Saturday, March 26, 2016

Early Spring Chores - So Easy and Fun


I wrote about pruning all the roses as soon as they started to leaf out. That encourages even more growth. We pruned the KnockOuts back by 50%, and they are responding well.

Inspection of roses - only one died during the winter. That will happen, and it is a very low rate for 60 to 70 roses. A true rosarian says, "I know what I will plant there."

The maple tree garden has 18 rose bushes, 8 of them transplants, all doing well. By transplanting early, pruning the transplants, and watering them well - with rain following - the transplants are all chipper and growing.

The main rose garden will grow by one row. Mrs. Ichabod prefers roses to grass. Rose are really low maintenance when grown the right way (my way).

Four barrels are gathering rainwater now, two in the front. I am filling gallon jars with rainwater to serve in two ways, In the tomato garden they will gather heat and radiate it all night, which protects against frost and gives the plants a energy efficient, solar-powered blanket at night. If some plants look stressed from dry weather, I have gallons of rainwater to pour on them at once.

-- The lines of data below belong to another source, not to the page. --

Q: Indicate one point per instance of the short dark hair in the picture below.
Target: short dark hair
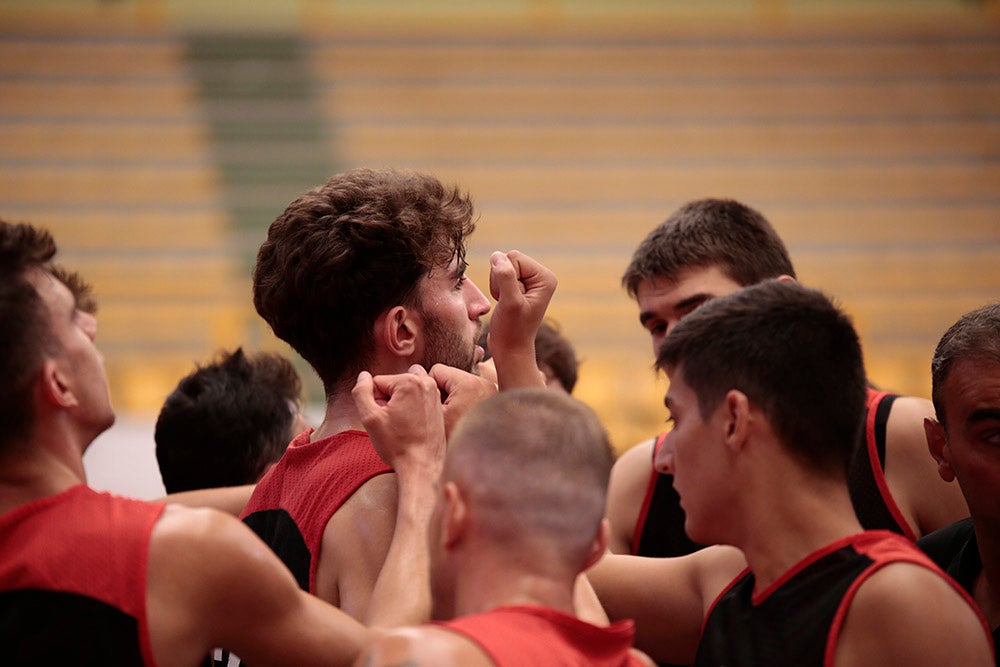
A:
(711, 232)
(555, 352)
(976, 336)
(24, 327)
(343, 253)
(793, 354)
(226, 421)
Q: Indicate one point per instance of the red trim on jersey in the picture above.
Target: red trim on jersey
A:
(884, 552)
(84, 542)
(737, 579)
(640, 522)
(878, 472)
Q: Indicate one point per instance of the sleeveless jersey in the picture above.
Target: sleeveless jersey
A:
(955, 550)
(659, 531)
(73, 580)
(870, 495)
(797, 620)
(293, 502)
(522, 635)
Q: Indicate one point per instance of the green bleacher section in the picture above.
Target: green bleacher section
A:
(158, 140)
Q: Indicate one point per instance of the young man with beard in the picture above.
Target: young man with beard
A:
(965, 442)
(519, 515)
(367, 273)
(92, 578)
(767, 392)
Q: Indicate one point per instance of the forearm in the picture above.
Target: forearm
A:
(401, 595)
(517, 368)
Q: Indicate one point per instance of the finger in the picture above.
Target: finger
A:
(503, 277)
(364, 395)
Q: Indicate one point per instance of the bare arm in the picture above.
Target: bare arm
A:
(523, 289)
(908, 615)
(410, 647)
(626, 492)
(213, 583)
(355, 542)
(405, 419)
(926, 500)
(667, 597)
(462, 390)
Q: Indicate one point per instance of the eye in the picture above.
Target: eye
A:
(656, 328)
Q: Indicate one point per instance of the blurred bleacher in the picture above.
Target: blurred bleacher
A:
(159, 139)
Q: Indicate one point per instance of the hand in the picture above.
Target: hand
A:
(404, 417)
(523, 289)
(462, 390)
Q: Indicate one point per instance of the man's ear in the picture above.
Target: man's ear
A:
(54, 387)
(737, 419)
(455, 516)
(937, 444)
(398, 330)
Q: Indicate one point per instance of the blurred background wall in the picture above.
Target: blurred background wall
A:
(158, 140)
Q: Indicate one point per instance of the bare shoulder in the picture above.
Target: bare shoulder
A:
(203, 559)
(907, 614)
(649, 590)
(423, 645)
(626, 490)
(355, 542)
(927, 500)
(212, 582)
(230, 499)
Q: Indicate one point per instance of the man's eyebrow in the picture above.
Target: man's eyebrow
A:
(983, 414)
(683, 304)
(460, 269)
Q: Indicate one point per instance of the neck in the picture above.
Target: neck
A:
(488, 582)
(341, 415)
(987, 588)
(797, 517)
(43, 467)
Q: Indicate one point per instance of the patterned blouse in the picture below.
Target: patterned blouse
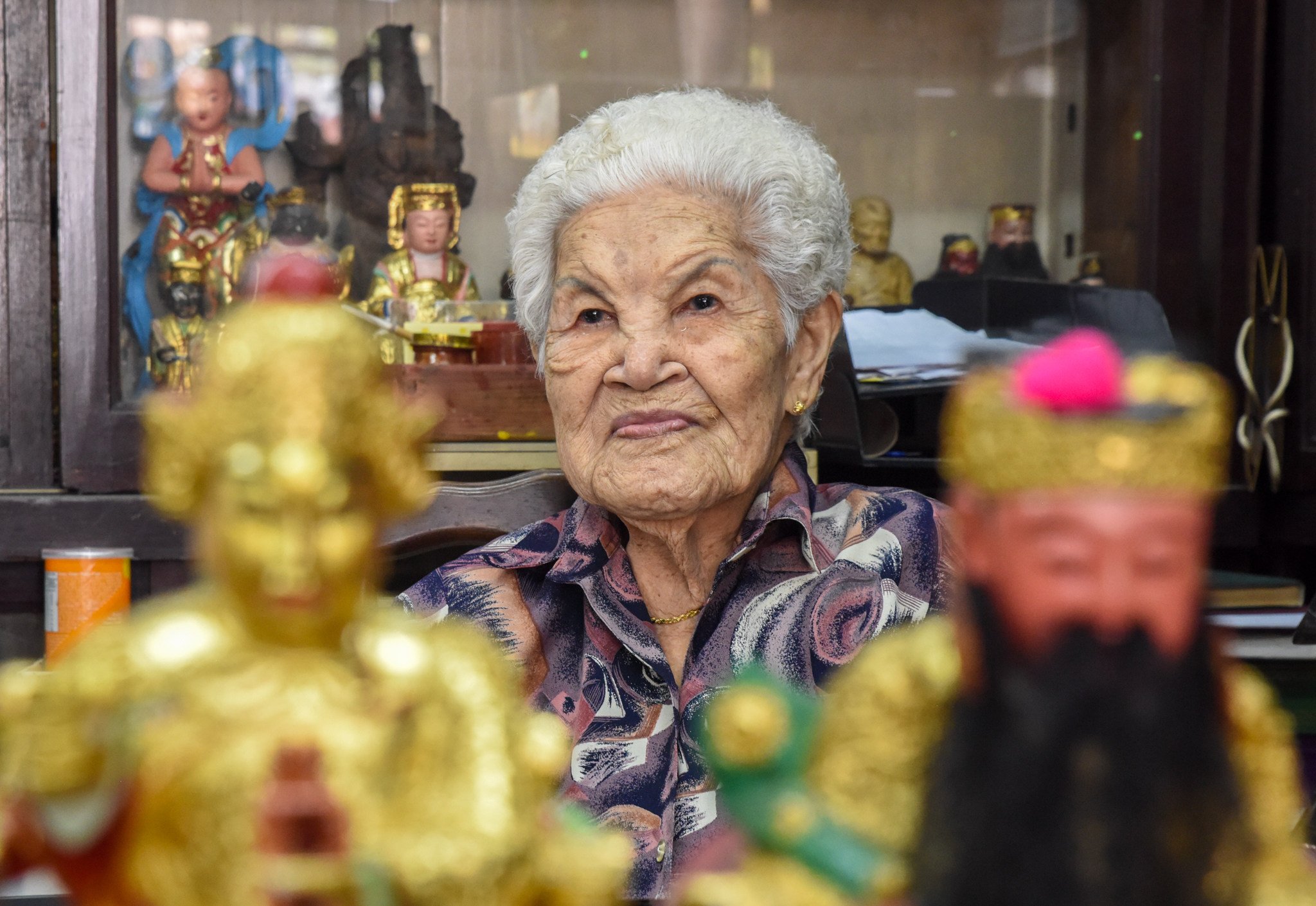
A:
(817, 572)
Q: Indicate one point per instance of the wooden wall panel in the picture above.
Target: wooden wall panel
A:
(26, 405)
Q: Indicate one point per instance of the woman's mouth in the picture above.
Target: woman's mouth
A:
(650, 423)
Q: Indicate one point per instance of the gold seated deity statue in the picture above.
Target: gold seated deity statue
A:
(276, 734)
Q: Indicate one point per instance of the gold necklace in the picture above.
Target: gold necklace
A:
(669, 621)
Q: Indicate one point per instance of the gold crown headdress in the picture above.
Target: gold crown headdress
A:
(1000, 214)
(287, 198)
(295, 387)
(1164, 429)
(422, 197)
(184, 271)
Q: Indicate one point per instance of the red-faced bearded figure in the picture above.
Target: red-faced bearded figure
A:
(1092, 754)
(1072, 735)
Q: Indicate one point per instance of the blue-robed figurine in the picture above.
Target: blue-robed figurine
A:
(203, 183)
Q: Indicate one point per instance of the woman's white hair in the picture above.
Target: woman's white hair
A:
(796, 214)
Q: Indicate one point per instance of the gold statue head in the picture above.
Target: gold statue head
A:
(287, 459)
(290, 197)
(870, 224)
(1008, 224)
(422, 233)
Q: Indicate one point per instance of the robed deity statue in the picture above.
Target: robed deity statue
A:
(203, 182)
(296, 227)
(1072, 733)
(277, 733)
(177, 336)
(1011, 249)
(423, 272)
(390, 134)
(878, 277)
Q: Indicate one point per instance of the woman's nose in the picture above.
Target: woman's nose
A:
(646, 362)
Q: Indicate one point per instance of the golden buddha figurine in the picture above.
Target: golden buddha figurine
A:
(1071, 733)
(178, 336)
(411, 283)
(878, 277)
(276, 734)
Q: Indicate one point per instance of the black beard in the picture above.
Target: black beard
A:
(1097, 777)
(1018, 260)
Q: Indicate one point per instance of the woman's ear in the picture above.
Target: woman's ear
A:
(812, 347)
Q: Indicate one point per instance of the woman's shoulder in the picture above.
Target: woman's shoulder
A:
(487, 578)
(858, 511)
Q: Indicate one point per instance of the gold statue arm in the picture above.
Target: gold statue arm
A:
(62, 751)
(247, 168)
(1261, 745)
(380, 294)
(905, 282)
(884, 716)
(469, 767)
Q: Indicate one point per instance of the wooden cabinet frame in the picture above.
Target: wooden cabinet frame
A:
(26, 401)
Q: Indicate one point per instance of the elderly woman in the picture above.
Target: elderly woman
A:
(678, 262)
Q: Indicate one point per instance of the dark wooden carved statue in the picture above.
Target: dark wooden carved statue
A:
(391, 134)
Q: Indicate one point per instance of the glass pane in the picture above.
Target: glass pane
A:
(943, 110)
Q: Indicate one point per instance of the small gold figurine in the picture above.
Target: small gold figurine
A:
(276, 734)
(878, 278)
(409, 283)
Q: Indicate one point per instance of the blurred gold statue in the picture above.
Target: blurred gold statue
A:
(878, 278)
(274, 734)
(1072, 731)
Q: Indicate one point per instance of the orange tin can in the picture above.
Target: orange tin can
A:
(85, 588)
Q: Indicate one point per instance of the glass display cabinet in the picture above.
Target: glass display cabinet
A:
(1131, 128)
(943, 111)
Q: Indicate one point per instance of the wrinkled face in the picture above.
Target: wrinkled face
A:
(870, 228)
(203, 98)
(291, 539)
(665, 362)
(1011, 232)
(428, 231)
(1107, 560)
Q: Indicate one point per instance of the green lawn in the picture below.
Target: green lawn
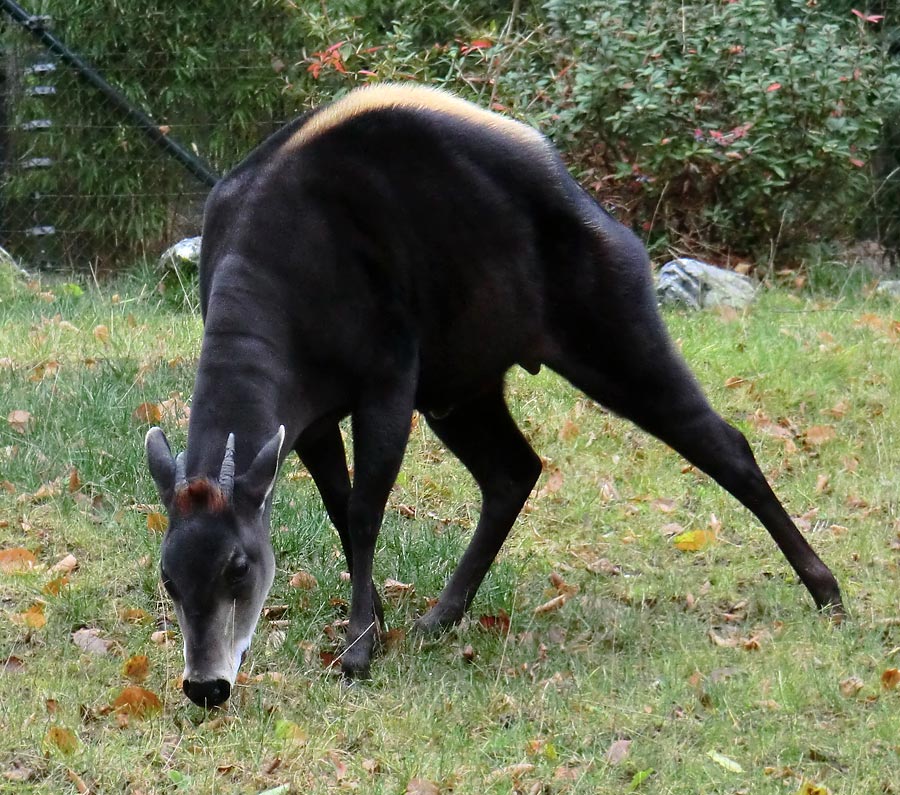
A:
(664, 671)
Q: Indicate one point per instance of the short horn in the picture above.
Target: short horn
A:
(180, 476)
(226, 473)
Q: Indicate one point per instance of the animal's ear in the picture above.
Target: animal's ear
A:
(161, 464)
(257, 482)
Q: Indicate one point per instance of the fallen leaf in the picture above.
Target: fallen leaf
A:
(553, 604)
(819, 434)
(499, 623)
(290, 731)
(553, 484)
(303, 580)
(513, 771)
(617, 752)
(19, 773)
(135, 615)
(811, 788)
(55, 586)
(422, 786)
(16, 560)
(157, 522)
(149, 413)
(694, 540)
(137, 701)
(19, 419)
(724, 761)
(12, 665)
(65, 565)
(90, 642)
(851, 686)
(890, 678)
(137, 668)
(33, 617)
(61, 738)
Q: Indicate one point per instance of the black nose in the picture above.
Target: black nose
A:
(207, 694)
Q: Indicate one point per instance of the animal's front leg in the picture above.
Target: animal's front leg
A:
(380, 432)
(323, 455)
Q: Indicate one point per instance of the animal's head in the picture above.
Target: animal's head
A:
(217, 562)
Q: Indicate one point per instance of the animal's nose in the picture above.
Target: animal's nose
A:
(207, 694)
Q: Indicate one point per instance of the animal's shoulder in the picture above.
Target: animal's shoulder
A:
(414, 98)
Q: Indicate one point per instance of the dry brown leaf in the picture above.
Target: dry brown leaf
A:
(135, 615)
(890, 679)
(838, 410)
(33, 617)
(157, 522)
(617, 752)
(513, 771)
(65, 565)
(553, 604)
(62, 739)
(149, 413)
(137, 701)
(137, 668)
(55, 586)
(19, 420)
(819, 434)
(16, 560)
(553, 484)
(394, 589)
(422, 786)
(694, 540)
(304, 581)
(851, 686)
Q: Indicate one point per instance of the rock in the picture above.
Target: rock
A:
(184, 256)
(12, 275)
(697, 285)
(890, 288)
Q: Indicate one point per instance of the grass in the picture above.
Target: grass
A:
(683, 655)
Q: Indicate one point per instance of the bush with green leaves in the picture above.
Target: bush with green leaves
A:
(726, 126)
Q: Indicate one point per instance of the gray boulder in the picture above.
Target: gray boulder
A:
(698, 285)
(184, 256)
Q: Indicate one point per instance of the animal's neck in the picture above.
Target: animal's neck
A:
(237, 389)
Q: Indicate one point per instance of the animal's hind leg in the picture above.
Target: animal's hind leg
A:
(485, 438)
(381, 425)
(323, 455)
(660, 395)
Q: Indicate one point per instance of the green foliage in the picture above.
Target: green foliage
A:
(669, 111)
(727, 125)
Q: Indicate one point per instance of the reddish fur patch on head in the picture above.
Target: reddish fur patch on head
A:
(200, 494)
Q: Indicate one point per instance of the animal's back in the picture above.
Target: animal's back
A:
(409, 216)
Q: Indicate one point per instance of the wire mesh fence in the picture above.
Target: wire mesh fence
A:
(83, 183)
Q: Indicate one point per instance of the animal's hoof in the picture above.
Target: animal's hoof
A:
(836, 612)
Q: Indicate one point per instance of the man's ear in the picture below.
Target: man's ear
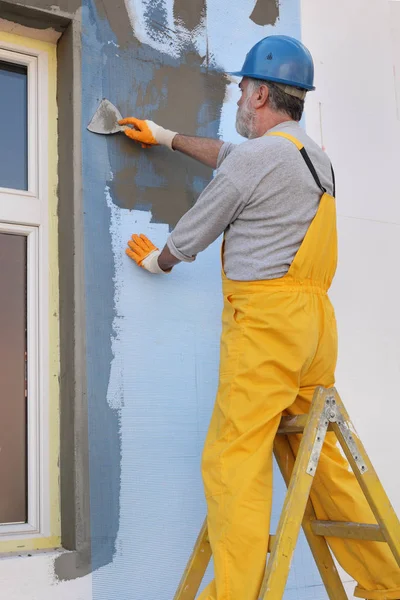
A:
(262, 96)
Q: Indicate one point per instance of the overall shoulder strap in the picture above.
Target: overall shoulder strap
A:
(305, 156)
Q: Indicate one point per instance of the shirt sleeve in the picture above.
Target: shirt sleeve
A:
(217, 206)
(224, 151)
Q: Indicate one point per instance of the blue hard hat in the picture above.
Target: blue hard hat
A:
(280, 59)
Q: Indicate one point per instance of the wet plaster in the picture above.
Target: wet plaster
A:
(266, 12)
(182, 93)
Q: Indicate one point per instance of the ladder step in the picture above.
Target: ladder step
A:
(351, 531)
(294, 424)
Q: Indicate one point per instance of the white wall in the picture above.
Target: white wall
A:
(32, 578)
(356, 47)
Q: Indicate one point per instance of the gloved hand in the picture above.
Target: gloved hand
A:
(144, 253)
(148, 133)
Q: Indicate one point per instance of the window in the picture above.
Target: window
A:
(13, 396)
(28, 294)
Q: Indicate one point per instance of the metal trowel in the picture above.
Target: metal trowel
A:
(105, 119)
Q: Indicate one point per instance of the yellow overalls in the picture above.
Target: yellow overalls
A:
(279, 342)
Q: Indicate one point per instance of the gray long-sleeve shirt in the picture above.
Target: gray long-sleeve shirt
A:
(264, 198)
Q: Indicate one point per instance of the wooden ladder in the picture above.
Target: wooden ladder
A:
(327, 414)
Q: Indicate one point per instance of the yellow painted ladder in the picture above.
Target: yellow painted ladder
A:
(327, 414)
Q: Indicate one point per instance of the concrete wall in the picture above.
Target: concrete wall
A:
(152, 343)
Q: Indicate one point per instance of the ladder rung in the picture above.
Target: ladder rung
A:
(345, 529)
(294, 424)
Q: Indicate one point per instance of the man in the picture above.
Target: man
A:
(273, 198)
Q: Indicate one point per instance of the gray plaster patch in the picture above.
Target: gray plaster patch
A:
(266, 12)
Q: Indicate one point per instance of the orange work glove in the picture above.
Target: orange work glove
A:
(144, 253)
(148, 133)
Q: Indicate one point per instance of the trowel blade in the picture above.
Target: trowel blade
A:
(105, 119)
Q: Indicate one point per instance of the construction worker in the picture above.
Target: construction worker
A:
(273, 199)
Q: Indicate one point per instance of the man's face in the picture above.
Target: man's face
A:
(245, 115)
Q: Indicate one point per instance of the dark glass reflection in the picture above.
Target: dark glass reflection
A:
(13, 126)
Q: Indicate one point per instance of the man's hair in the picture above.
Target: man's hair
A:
(279, 100)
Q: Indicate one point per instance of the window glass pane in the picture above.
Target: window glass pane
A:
(13, 126)
(13, 418)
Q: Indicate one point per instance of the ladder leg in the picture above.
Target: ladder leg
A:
(367, 478)
(296, 498)
(196, 567)
(319, 548)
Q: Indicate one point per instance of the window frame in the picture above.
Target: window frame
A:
(26, 213)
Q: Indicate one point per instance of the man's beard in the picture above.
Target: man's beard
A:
(245, 120)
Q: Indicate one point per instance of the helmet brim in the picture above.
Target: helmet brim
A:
(273, 79)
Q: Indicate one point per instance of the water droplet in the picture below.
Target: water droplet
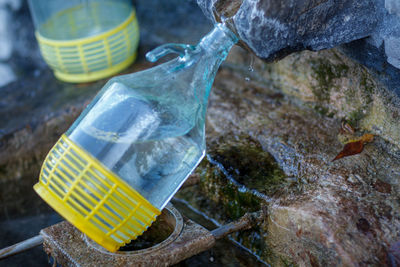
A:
(251, 66)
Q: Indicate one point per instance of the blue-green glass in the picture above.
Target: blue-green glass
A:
(148, 127)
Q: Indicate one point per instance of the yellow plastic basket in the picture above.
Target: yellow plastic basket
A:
(92, 198)
(92, 58)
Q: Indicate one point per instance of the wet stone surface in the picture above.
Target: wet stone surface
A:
(271, 138)
(319, 212)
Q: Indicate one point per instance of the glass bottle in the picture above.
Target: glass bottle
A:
(148, 128)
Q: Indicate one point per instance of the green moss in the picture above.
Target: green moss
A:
(325, 73)
(245, 160)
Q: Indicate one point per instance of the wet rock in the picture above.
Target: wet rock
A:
(319, 212)
(274, 29)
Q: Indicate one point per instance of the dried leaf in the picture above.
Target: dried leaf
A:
(350, 149)
(367, 138)
(355, 147)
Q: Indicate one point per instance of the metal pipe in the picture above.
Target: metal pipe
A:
(245, 222)
(21, 246)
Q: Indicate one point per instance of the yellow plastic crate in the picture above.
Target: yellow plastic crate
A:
(92, 198)
(92, 58)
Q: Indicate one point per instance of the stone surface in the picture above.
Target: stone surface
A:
(68, 247)
(274, 29)
(272, 134)
(319, 212)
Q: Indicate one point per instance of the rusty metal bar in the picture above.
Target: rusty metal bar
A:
(245, 222)
(21, 246)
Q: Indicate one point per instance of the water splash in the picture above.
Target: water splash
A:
(252, 60)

More than 60 bags of autumn leaves are on the cardboard, the grass is composting below. Since I already inoculated the area with Uncle Jim's red wigglers, reduction to the best soil will take place rapidly. The remaining layer on top should make a good weed barrier. This is my first large scale cardboard and leaves compost/mulch factory. Grandson Alex loved it last fall. "May I walk on it?" The sound was hollow underneath.



Bird Paradise

The platform bird feeder needed some help, so I straightened it out in the ground and built some gravel in cinder blocks around the base. The squirrels take great leaps to land on the feeder, which rocked it back and forth.

The two rain barrels yielded two lids for bird baths. I have about six large bird baths in the backyard. They will be placed in other areas later. When I am walking with Sassy in the morning, we see the starling flock circle the block and land in our yards. Sometimes we have a flock of grackles. Both are corvids, very clever, and great at eating grubs in the soil.

I had a bag of sunflower seed, so I filled the platform and scattered some old cheap seed around the tree stumps.